Blogs exist to get thought into the world in a hurry. Whether the thoughts were worth thinking, whether they might not have been improved by the time taken for their maturation and slow reworking—well, that’s the question with almost any piece of writing.
It comes as a shock to realize that I am within a few weeks of the twenty-fifth anniversary of my first piece of art reviewing, of “Kandinsky: Russian and Bauhaus Years” at the High Museum. It was based on my research for a book idea that I soon abandoned, and I insisted it was a contribution to art history, not an exhibition review—when Xenia Zed convinced me to write an art historical piece about the “Demons and Angels” exhibition at the Center for Puppetry Arts some months later, I insisted that I didn’t have enough time to research the traditional masks and had no idea how to write about artists of whom I knew nothing and who had no secondary literature associated with them.
My first attempts to write about art, on request from artist friends years earlier, had been even more awkwardly literary. But most working critics have had a steep learning curve. Few of them decided in high school that they really wanted to be art critics someday.
I soon realized I had better learn how to produce some of the works of art I wanted to see that weren’t already in existence, if only to get the processes firmly in mind and thus remember what any given artist was up against. (The thought was an extension of a remark in a letter by my mentor Robert Detweiler, who had said that all literary critics should be required to write a certain number of short stories, poems and/or novellas—all of which should then be destroyed as an act of kindness to the world.) But I ended up making only the art I wanted to make, except when an auction deadline pushed me to create something. When I didn’t like the results, I sold them cheaply, once to the woman who today is the director of the Walker Art Center. (Well, actually, Marcia Wood sold that one on my behalf, out of a group exhibition called “The Shrine Show.”)

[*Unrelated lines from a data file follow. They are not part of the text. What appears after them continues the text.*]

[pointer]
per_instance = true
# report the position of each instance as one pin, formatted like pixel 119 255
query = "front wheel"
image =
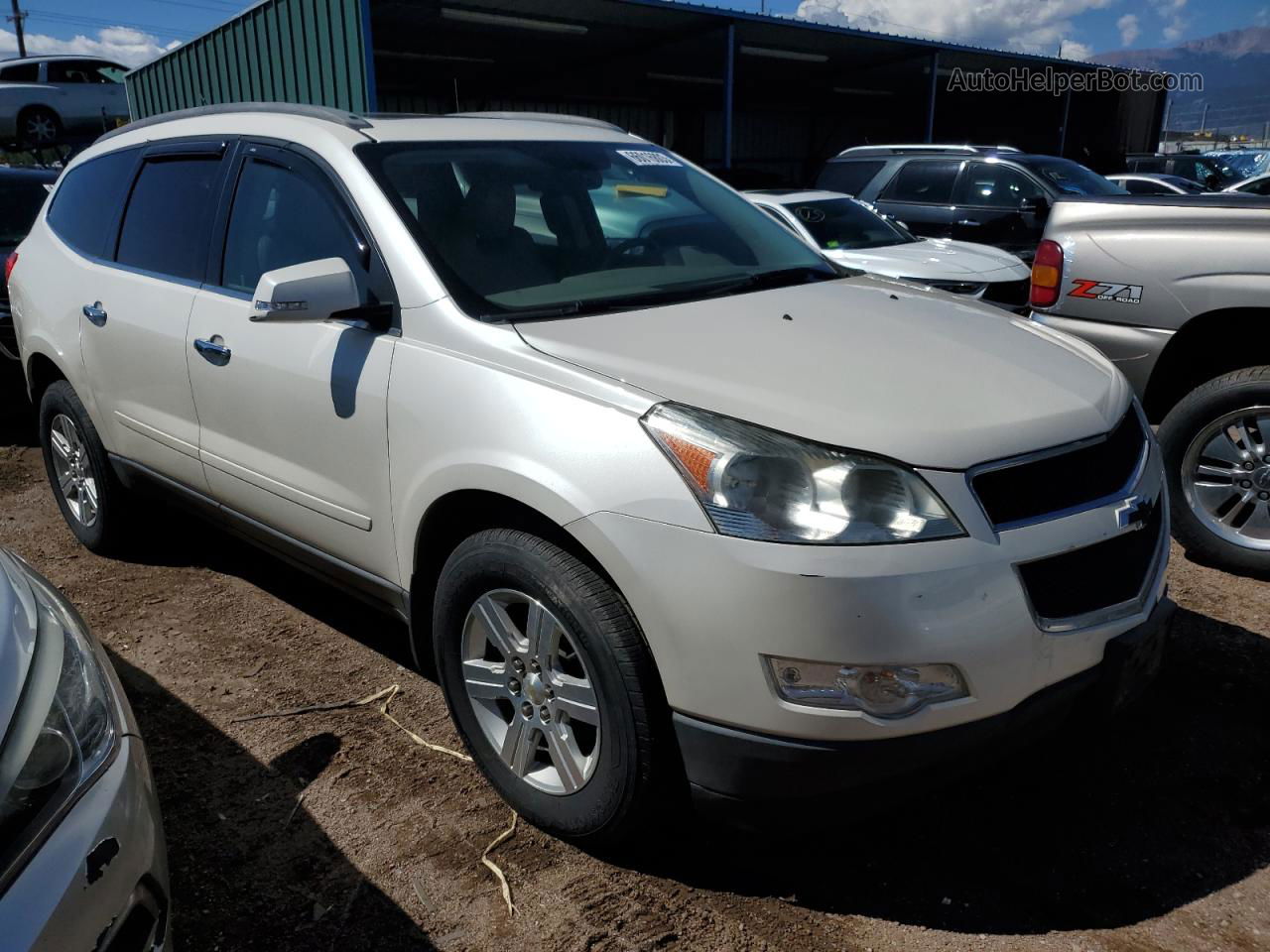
pixel 1216 453
pixel 548 678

I feel like a complete troglodyte when I recall that my first published essay and that first published piece of art writing were both marred by entire lines omitted by the typesetter and names misspelled by the proofreader. Today we are required to submit copy ready for electronic composition, but editors and proofreaders still do their dirty work, and an unnoticed highlighting plus a random keystroke can wipe out a phrase as effectively as the eye of a tired typist ever did.
Almost all of my newspaper reviews, some of which I am now in the process of posting to a wiki in their original rough-draft format, bore titles for which I bore no responsibility. Headline writers are as prone to cutesy misunderstandings as reviewers themselves are.
And the format is murderous. There is always more to be said, except when there is even less to be said because one has no idea where to start. After a few years of paring down and discarding paragraphs, one learns to think in five-hundred-word segments, then in three hundred fifty words, and then two hundred fifty. There is no point in delving deeper because it will all have to be dumped in favor of the next deadline.
Blogs allow for two thousand or ten thousand words, but there is no deadline and sometimes the words never get written. Other times, they ought not to have been.